Several study limitations warrant noting. First, pain assessment in the PATH study was limited to a single variable (i.e., past-week pain intensity). Although previous research has demonstrated clinically relevant associations between past-week pain and indices of cigarette smoking [56] and chronic pain severity [54], future work should examine menthol smoking and nicotine dependence in relation to more detailed assessments of pain (e.g., impairment, duration, location). Second, menthol smoking was assessed via past 30-day use of menthol/mint cigarettes, with no indication of frequency or intensity.

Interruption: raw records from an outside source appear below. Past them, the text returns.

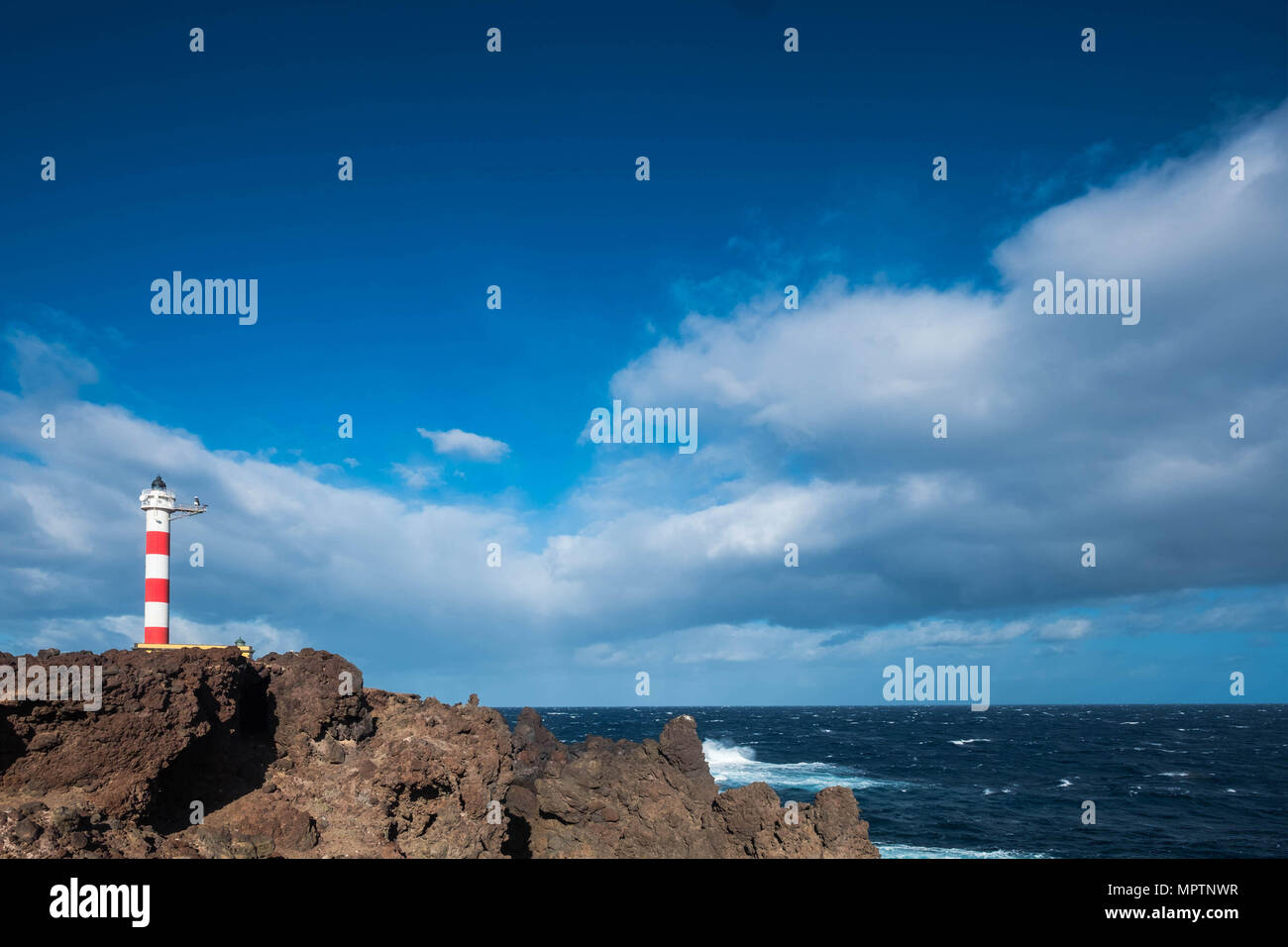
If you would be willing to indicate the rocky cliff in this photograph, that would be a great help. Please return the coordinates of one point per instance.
(209, 754)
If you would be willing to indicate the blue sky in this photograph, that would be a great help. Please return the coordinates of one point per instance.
(516, 169)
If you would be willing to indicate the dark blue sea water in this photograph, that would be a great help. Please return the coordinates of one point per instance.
(938, 781)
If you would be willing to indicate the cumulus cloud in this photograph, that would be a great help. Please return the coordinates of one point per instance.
(462, 444)
(816, 432)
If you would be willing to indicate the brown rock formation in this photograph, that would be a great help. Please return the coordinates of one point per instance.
(209, 754)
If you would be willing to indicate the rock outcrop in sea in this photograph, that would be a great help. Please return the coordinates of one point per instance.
(210, 754)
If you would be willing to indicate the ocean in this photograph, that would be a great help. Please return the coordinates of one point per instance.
(1009, 783)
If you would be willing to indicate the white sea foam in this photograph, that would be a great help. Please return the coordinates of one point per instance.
(737, 766)
(890, 851)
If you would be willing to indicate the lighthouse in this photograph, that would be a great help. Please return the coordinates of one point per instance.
(159, 508)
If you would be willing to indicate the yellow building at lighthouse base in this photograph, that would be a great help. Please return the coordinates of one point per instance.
(244, 648)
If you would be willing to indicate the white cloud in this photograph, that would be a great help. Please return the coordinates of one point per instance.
(462, 444)
(816, 432)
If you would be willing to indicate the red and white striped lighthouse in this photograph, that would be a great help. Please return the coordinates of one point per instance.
(159, 506)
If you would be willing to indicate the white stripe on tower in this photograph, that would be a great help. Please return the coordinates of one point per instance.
(156, 579)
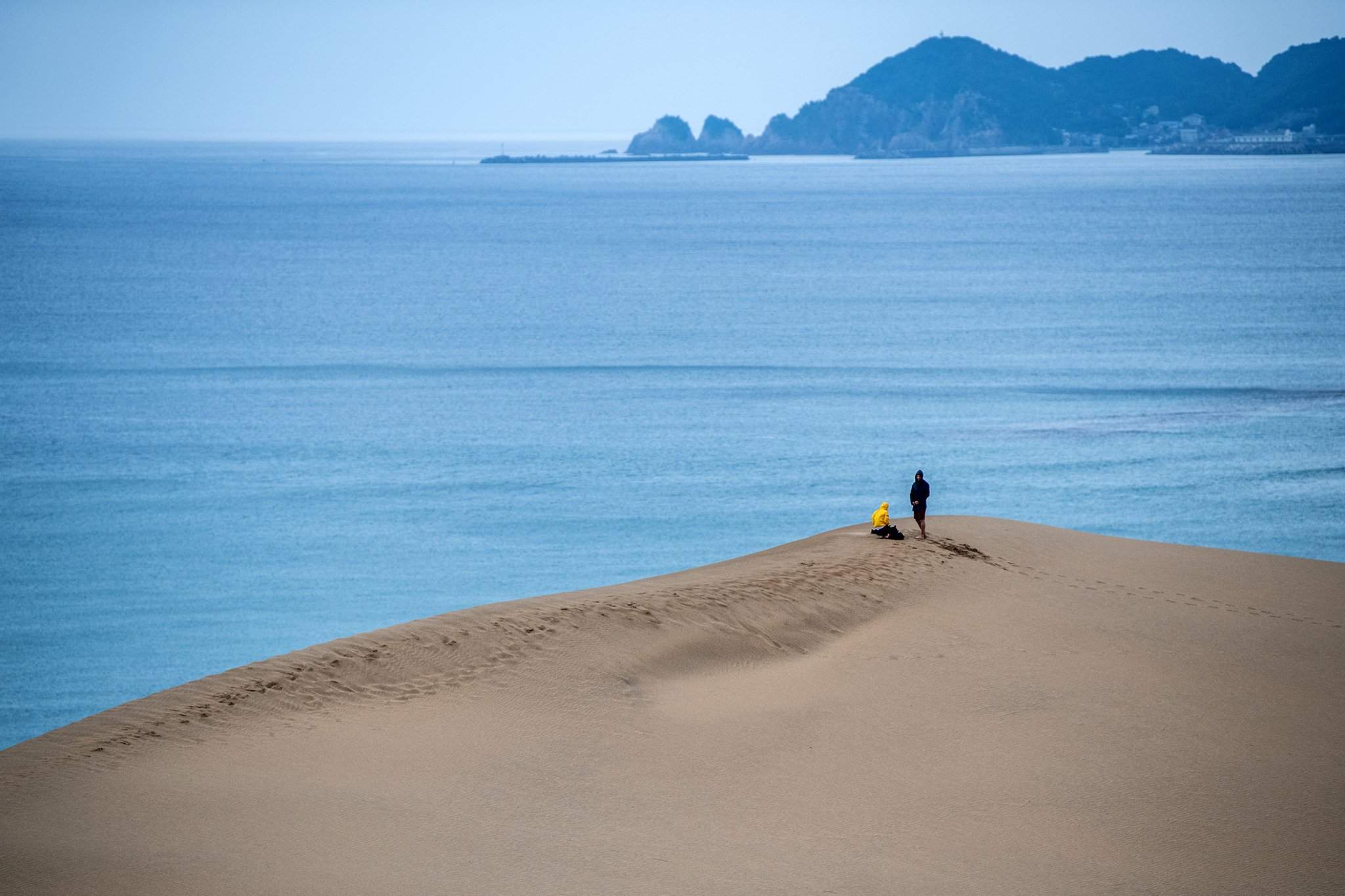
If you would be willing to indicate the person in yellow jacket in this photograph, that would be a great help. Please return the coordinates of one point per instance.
(881, 526)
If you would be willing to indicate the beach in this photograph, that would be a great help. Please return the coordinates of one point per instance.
(1003, 708)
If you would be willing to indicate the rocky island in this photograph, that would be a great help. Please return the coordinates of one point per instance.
(958, 96)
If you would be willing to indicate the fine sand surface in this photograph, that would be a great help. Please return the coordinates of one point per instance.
(1006, 708)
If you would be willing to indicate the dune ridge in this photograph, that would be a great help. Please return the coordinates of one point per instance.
(1005, 707)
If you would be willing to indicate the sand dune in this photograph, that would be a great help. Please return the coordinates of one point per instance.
(1006, 710)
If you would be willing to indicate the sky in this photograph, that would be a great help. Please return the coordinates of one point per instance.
(418, 70)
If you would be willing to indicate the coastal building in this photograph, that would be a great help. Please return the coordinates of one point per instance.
(1286, 137)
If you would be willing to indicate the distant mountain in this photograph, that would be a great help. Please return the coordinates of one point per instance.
(1305, 85)
(1106, 95)
(948, 93)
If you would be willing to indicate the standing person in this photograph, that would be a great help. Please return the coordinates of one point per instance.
(919, 495)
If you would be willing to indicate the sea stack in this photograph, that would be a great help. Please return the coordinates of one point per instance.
(669, 135)
(718, 135)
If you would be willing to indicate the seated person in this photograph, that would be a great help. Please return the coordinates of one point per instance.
(881, 527)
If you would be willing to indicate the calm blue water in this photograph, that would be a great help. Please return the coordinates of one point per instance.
(259, 396)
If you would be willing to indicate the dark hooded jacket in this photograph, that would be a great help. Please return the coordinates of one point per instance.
(920, 490)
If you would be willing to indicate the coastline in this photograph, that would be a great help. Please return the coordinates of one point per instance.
(1042, 708)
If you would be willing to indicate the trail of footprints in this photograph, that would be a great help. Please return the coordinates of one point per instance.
(455, 651)
(1118, 589)
(478, 647)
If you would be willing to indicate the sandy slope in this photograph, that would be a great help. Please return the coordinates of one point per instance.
(1011, 710)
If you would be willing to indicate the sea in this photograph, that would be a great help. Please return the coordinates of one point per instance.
(255, 396)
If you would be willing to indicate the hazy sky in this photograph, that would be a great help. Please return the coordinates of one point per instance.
(395, 69)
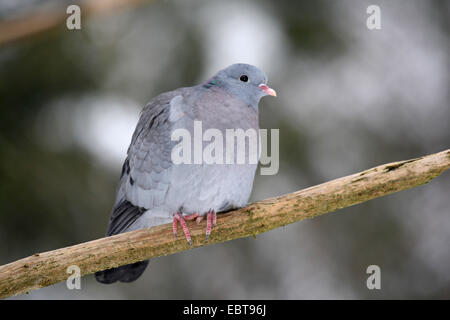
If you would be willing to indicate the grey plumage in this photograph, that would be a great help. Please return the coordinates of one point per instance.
(152, 189)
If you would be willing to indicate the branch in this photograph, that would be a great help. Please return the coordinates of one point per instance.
(44, 269)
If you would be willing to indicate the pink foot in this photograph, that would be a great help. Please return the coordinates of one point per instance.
(210, 222)
(178, 217)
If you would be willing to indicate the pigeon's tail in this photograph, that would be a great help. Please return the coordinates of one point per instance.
(127, 273)
(124, 214)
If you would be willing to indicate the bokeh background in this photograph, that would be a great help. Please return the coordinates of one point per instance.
(349, 98)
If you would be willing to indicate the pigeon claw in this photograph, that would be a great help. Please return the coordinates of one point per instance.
(179, 218)
(210, 222)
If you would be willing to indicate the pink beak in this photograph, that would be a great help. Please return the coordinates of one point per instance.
(267, 90)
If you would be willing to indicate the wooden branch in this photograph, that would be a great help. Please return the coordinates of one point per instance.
(44, 269)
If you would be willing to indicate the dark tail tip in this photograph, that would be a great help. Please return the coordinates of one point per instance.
(127, 273)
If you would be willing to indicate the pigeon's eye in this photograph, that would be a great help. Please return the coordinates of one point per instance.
(243, 78)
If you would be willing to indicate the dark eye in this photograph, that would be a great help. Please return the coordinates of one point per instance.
(243, 78)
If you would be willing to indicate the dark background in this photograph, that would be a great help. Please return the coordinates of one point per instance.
(349, 98)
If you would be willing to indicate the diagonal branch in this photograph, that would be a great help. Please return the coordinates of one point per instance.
(44, 269)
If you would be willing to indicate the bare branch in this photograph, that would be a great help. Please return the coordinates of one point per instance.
(48, 268)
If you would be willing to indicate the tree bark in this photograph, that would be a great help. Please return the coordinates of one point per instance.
(44, 269)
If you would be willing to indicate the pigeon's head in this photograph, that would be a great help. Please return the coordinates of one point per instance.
(244, 81)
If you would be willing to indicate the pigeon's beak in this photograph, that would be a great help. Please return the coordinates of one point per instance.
(267, 90)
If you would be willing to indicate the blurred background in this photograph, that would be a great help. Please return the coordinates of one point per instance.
(349, 98)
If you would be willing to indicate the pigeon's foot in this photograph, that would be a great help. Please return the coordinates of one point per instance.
(179, 217)
(210, 222)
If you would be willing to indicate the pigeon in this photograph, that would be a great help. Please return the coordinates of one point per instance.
(153, 190)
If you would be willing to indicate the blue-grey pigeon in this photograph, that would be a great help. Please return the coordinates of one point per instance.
(153, 190)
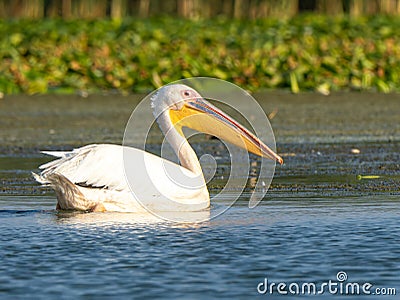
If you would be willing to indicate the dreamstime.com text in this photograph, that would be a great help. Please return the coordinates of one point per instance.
(341, 286)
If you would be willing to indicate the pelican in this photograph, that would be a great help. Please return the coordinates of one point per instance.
(94, 178)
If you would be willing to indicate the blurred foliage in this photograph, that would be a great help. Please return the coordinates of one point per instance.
(304, 53)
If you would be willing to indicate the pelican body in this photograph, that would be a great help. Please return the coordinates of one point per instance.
(95, 177)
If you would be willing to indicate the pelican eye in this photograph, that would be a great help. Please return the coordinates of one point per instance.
(186, 93)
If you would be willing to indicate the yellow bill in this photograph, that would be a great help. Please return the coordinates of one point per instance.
(202, 116)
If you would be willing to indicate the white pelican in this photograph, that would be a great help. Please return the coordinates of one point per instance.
(93, 177)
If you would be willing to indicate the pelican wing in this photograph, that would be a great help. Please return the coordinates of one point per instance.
(92, 165)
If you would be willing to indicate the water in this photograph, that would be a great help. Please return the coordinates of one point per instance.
(318, 219)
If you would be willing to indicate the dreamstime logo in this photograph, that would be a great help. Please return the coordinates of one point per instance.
(160, 186)
(340, 286)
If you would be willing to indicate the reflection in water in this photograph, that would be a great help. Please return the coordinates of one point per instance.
(179, 219)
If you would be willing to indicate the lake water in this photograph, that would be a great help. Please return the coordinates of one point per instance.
(319, 218)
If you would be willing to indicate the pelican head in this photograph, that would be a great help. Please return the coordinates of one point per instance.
(177, 105)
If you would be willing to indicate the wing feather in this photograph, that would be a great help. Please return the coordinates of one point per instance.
(94, 165)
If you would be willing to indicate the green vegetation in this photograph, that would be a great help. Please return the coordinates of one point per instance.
(303, 53)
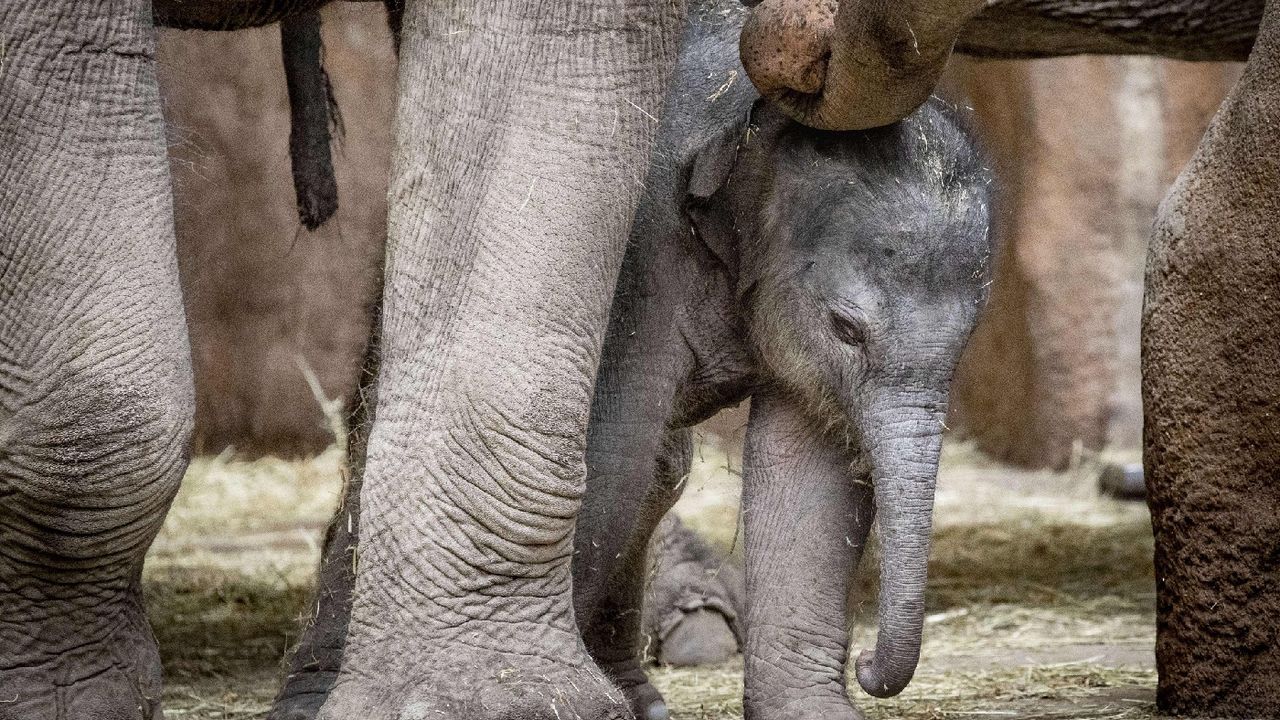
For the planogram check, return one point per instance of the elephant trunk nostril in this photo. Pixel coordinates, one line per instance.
(786, 46)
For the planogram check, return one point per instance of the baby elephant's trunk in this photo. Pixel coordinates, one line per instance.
(904, 442)
(807, 511)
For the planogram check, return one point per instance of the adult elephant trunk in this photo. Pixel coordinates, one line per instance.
(854, 64)
(903, 440)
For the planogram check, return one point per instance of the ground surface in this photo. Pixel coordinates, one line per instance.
(1041, 595)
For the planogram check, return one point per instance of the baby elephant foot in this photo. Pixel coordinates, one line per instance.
(643, 698)
(465, 683)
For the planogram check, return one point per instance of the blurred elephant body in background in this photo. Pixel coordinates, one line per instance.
(694, 600)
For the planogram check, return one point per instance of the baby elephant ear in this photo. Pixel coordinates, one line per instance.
(713, 163)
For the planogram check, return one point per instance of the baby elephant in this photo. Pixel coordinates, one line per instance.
(835, 279)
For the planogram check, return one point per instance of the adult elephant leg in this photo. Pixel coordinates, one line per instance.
(805, 518)
(95, 372)
(315, 662)
(1211, 388)
(522, 135)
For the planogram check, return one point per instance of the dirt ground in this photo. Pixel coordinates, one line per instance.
(1041, 597)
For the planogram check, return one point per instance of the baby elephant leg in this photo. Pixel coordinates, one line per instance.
(611, 627)
(807, 516)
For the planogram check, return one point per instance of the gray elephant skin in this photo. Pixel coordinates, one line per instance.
(1210, 372)
(522, 142)
(694, 600)
(832, 277)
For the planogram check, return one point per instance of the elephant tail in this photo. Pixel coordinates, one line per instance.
(312, 112)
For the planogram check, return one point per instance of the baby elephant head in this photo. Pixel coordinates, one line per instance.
(862, 278)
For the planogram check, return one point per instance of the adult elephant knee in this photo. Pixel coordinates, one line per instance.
(522, 135)
(1211, 392)
(95, 370)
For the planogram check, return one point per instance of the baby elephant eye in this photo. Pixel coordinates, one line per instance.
(848, 329)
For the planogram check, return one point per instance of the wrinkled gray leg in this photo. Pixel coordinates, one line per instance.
(805, 519)
(520, 151)
(95, 369)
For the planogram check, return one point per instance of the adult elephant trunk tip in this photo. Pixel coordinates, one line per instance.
(850, 65)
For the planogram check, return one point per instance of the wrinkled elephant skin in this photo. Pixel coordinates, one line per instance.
(864, 63)
(475, 460)
(835, 278)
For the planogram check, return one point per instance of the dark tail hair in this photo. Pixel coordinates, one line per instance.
(312, 112)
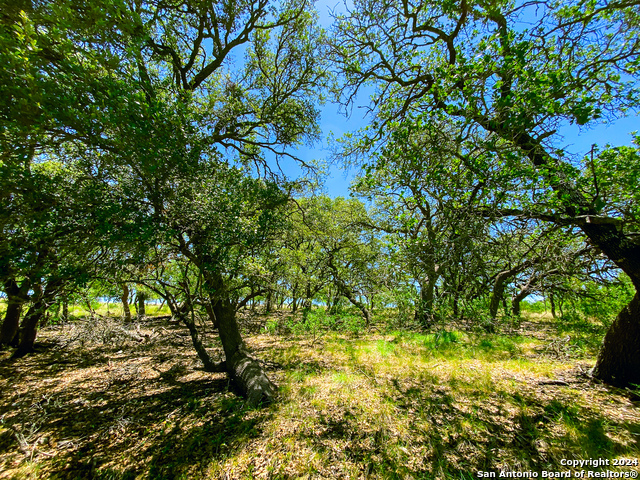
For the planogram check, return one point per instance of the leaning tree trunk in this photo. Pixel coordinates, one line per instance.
(29, 326)
(245, 372)
(424, 310)
(517, 300)
(11, 321)
(618, 361)
(141, 310)
(124, 297)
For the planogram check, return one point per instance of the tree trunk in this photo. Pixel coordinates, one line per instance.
(11, 321)
(552, 302)
(498, 291)
(203, 355)
(141, 310)
(517, 300)
(618, 361)
(245, 372)
(29, 326)
(125, 303)
(424, 309)
(268, 301)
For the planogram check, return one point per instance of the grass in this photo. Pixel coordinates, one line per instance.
(395, 405)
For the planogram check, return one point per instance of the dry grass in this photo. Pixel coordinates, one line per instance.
(400, 405)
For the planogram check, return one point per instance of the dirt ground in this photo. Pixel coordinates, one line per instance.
(95, 402)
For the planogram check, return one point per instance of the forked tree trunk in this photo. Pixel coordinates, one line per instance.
(11, 321)
(424, 309)
(245, 372)
(15, 299)
(517, 300)
(141, 310)
(29, 326)
(618, 361)
(124, 297)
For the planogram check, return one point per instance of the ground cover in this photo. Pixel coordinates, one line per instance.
(99, 402)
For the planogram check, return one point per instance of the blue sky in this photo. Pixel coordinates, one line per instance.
(576, 140)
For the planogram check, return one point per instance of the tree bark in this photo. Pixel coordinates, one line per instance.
(11, 321)
(517, 300)
(29, 326)
(552, 302)
(618, 361)
(348, 292)
(16, 297)
(424, 309)
(141, 310)
(244, 371)
(124, 297)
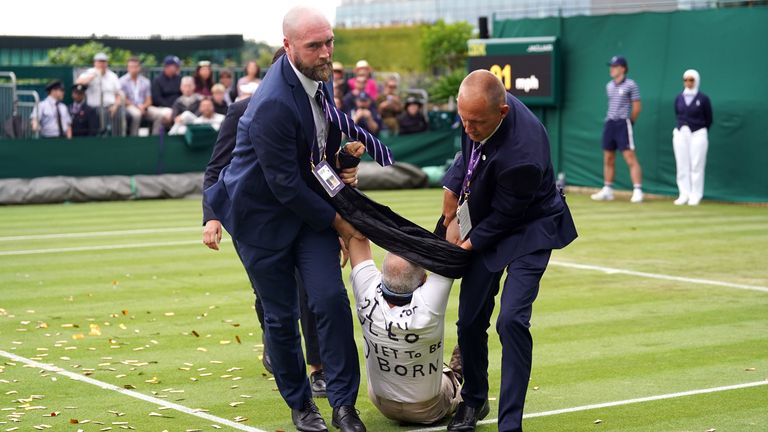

However, it is notable that prevalence of menthol use in the sample was 73%, which is consistent with other nationally representative estimates among Black smokers [97]. Third, although observed between-group differences in WISDM total scores and indices were relatively small in magnitude (range WISDM total scores: 19.17–22.22), the modified version of the WISDM for the PATH study utilizes a smaller response range (1–5) than the original measure (1–7) [51]. Indeed, the distribution of scores in this study is consistent with prior research using the modified WISDM [58]. Other abbreviated versions of the WISDM (e.g., Brief WISDM) have also demonstrated excellent validity/reliability [98], including high test–retest reliability [67] and sensitivity in differentiating across race/ethnicity [99]. Finally, future research would benefit from explicating the role of social determinants of health (e.g., healthcare access, perceived discrimination, attitudes, and self-efficacy) in associations between pain, menthol smoking, and nicotine dependence among Black persons who smoke [34, 84, 100, 101].
Funding
This research was supported by NIH/NIDA Grant No. F31DA054717 awarded to Jessica M. Powers, a NIH/NINDS Grant No. K22NS102334 awarded to Ellen L. Terry, and a NIH/NIAAA Grant No. R01AA028639 awarded to Joseph W. Ditre.
Footnotes
Declarations
Ethics Approval This is a secondary data analysis of publicly available data and does not require ethics approval.
Competing Interests The authors declare no competing interests.